En aquellos días que compartía la casa, visita tras visita, esquivé su presencia. Temí sus miradas, los impredictivos detalles de sus entradas y salidas, su altanera belleza, sin palabras. No sé si entiendió que soy un corpóreo machista, sensual, o me pensó algún delirio de su imaginación. El hablaba si le da la gana. No es una loca alharaquienta... Días tuvo de impecable cordialidad, otros, agresivamente silenciosos. Al preguntar algo, al gesto de mi buena voluntad, él calló. Calla por horas. El abre y cierra su mundo, a su capricho. Se va a su alcoba. Regresa. Una vez me dijo cuando pregunté por mi novia: «Tu novia no existe. La borraste de la foto al elegirme».

«Díle que ya bajo, hermano», escuchó que dijo.

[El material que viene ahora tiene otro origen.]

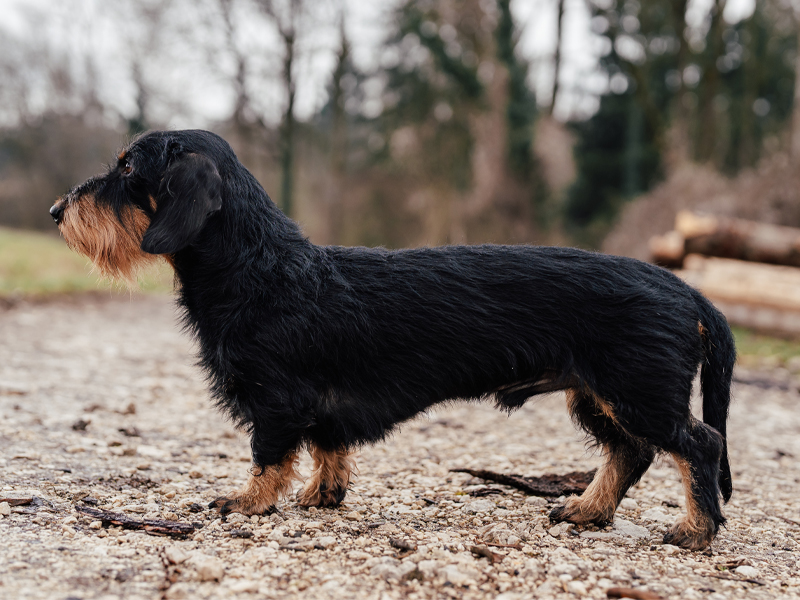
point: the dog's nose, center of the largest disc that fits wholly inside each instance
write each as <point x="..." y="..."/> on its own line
<point x="57" y="211"/>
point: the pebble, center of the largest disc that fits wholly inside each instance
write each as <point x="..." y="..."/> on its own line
<point x="628" y="529"/>
<point x="175" y="555"/>
<point x="658" y="515"/>
<point x="244" y="587"/>
<point x="209" y="568"/>
<point x="411" y="469"/>
<point x="747" y="571"/>
<point x="483" y="505"/>
<point x="535" y="501"/>
<point x="325" y="541"/>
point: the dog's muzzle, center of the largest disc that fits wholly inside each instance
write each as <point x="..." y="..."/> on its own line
<point x="57" y="212"/>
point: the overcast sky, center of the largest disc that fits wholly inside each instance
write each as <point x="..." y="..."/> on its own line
<point x="192" y="84"/>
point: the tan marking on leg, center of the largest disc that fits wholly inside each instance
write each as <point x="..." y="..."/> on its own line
<point x="113" y="246"/>
<point x="695" y="531"/>
<point x="603" y="407"/>
<point x="262" y="490"/>
<point x="599" y="502"/>
<point x="328" y="484"/>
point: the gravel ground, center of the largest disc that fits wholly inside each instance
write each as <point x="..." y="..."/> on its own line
<point x="152" y="447"/>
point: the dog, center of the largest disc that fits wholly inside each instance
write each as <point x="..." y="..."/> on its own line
<point x="329" y="348"/>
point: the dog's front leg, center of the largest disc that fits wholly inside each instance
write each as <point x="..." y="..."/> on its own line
<point x="328" y="485"/>
<point x="265" y="486"/>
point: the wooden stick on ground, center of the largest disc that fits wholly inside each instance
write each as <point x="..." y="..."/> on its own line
<point x="152" y="526"/>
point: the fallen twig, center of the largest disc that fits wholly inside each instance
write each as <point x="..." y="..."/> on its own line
<point x="17" y="501"/>
<point x="550" y="485"/>
<point x="787" y="519"/>
<point x="632" y="593"/>
<point x="514" y="546"/>
<point x="743" y="579"/>
<point x="486" y="553"/>
<point x="152" y="526"/>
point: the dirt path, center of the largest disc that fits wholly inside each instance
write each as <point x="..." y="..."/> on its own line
<point x="153" y="447"/>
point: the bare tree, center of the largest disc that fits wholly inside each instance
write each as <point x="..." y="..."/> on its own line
<point x="557" y="56"/>
<point x="286" y="14"/>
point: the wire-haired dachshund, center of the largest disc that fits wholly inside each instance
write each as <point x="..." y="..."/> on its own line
<point x="331" y="347"/>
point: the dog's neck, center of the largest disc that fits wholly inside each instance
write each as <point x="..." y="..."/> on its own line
<point x="247" y="251"/>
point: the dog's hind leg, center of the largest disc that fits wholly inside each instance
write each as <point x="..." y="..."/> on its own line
<point x="697" y="450"/>
<point x="627" y="459"/>
<point x="328" y="485"/>
<point x="264" y="487"/>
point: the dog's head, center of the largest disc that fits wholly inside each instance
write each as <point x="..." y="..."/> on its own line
<point x="154" y="200"/>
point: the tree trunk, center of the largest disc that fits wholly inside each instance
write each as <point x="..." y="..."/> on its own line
<point x="557" y="57"/>
<point x="729" y="238"/>
<point x="288" y="124"/>
<point x="707" y="130"/>
<point x="758" y="296"/>
<point x="795" y="145"/>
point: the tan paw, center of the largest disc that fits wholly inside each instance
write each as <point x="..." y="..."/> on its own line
<point x="691" y="537"/>
<point x="575" y="511"/>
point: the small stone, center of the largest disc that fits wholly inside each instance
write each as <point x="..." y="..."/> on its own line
<point x="209" y="569"/>
<point x="483" y="505"/>
<point x="456" y="575"/>
<point x="577" y="587"/>
<point x="177" y="591"/>
<point x="747" y="571"/>
<point x="560" y="529"/>
<point x="628" y="529"/>
<point x="658" y="515"/>
<point x="535" y="501"/>
<point x="244" y="587"/>
<point x="175" y="555"/>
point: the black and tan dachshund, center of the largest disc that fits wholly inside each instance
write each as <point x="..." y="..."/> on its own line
<point x="329" y="348"/>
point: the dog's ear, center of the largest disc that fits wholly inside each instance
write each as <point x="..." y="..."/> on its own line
<point x="190" y="191"/>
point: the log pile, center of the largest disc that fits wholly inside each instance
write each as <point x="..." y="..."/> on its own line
<point x="748" y="269"/>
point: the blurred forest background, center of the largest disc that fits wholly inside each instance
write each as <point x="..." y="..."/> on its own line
<point x="451" y="134"/>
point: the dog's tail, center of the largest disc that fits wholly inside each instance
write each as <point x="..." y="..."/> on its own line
<point x="715" y="379"/>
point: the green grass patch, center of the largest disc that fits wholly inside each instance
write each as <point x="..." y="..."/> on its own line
<point x="758" y="347"/>
<point x="37" y="264"/>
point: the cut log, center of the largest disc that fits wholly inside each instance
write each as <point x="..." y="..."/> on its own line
<point x="758" y="296"/>
<point x="668" y="250"/>
<point x="726" y="237"/>
<point x="550" y="485"/>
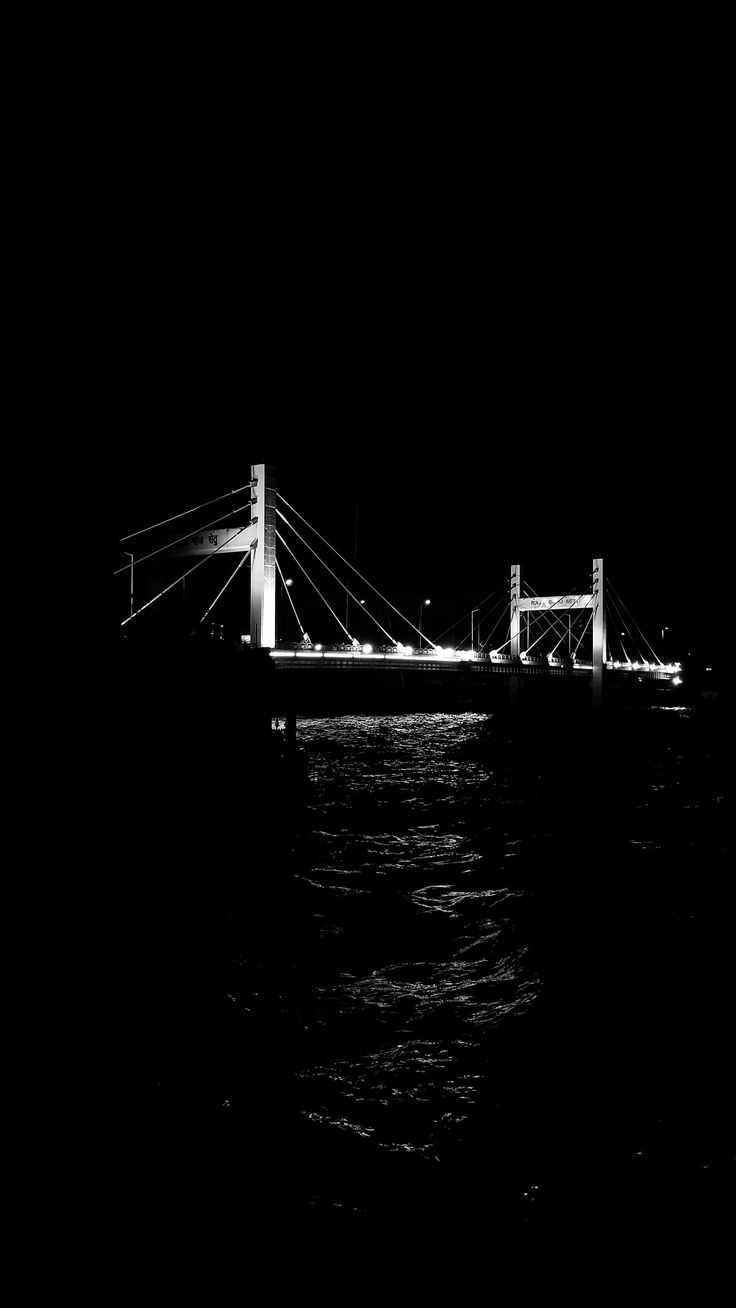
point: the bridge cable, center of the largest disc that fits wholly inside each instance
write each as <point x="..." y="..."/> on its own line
<point x="187" y="512"/>
<point x="334" y="574"/>
<point x="582" y="633"/>
<point x="502" y="603"/>
<point x="187" y="536"/>
<point x="535" y="620"/>
<point x="489" y="638"/>
<point x="315" y="586"/>
<point x="549" y="614"/>
<point x="166" y="589"/>
<point x="620" y="618"/>
<point x="656" y="658"/>
<point x="464" y="616"/>
<point x="357" y="573"/>
<point x="225" y="586"/>
<point x="290" y="601"/>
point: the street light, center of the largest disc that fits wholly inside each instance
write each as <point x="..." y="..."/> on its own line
<point x="421" y="608"/>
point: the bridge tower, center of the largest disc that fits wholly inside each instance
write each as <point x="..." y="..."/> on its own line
<point x="599" y="633"/>
<point x="263" y="561"/>
<point x="515" y="610"/>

De plano, me conmoví con sus nalgas. Reflexioné lo que puede es energúmeno cuando posa coquetamente como mi amada. «Pensé en las nalgas suyas», duras, deseables, tersas... Quizás por esa burla lo odié. En alguna foto, el jovenzuelo, con gorro y calzón frigio, descubriéndose el torso, asume la misma pícara sonrisa que mi enamorada.

¡Pinchi J-O-T-O!

¡Pero no te fíes de la perfecta fraternidad, ni del perfecto conocimiento de ninguna mujer! Ellas derriban los pinos y los almendros. Ni Atis ni Agdistis tienen escapatoria... En vano, busco los restos de la imagen que me dejó la foto en la memoria. Naufrago en la pesadilla del engaño. La burla de seis o siete mujeres burlonas. Sueño con torsos de mármol cubiertos de gusanos. Sueño con la tempestad que destroza la casa, el jardín, la alcoba de mi enamorada, donde él posó como la ninfa Sagaritis.

Necesito ver la fotografía otra vez. Esta vez a solas, sin ella, porque sueño que miro, como a través de los ojos de un perro, herido y hambriento, que observa las escenas desde su incoloro qualia.

De espaldas a mi conducta externa, acosado por una más abstracta y confusa versión de causalidad y conducta predictiva, me desespero. Me hundo. Quiero asegurarme que esa foto no me condena. Qiuiero que sea destrozada ante mis ojos, porque a él no puedo culparlo de nada.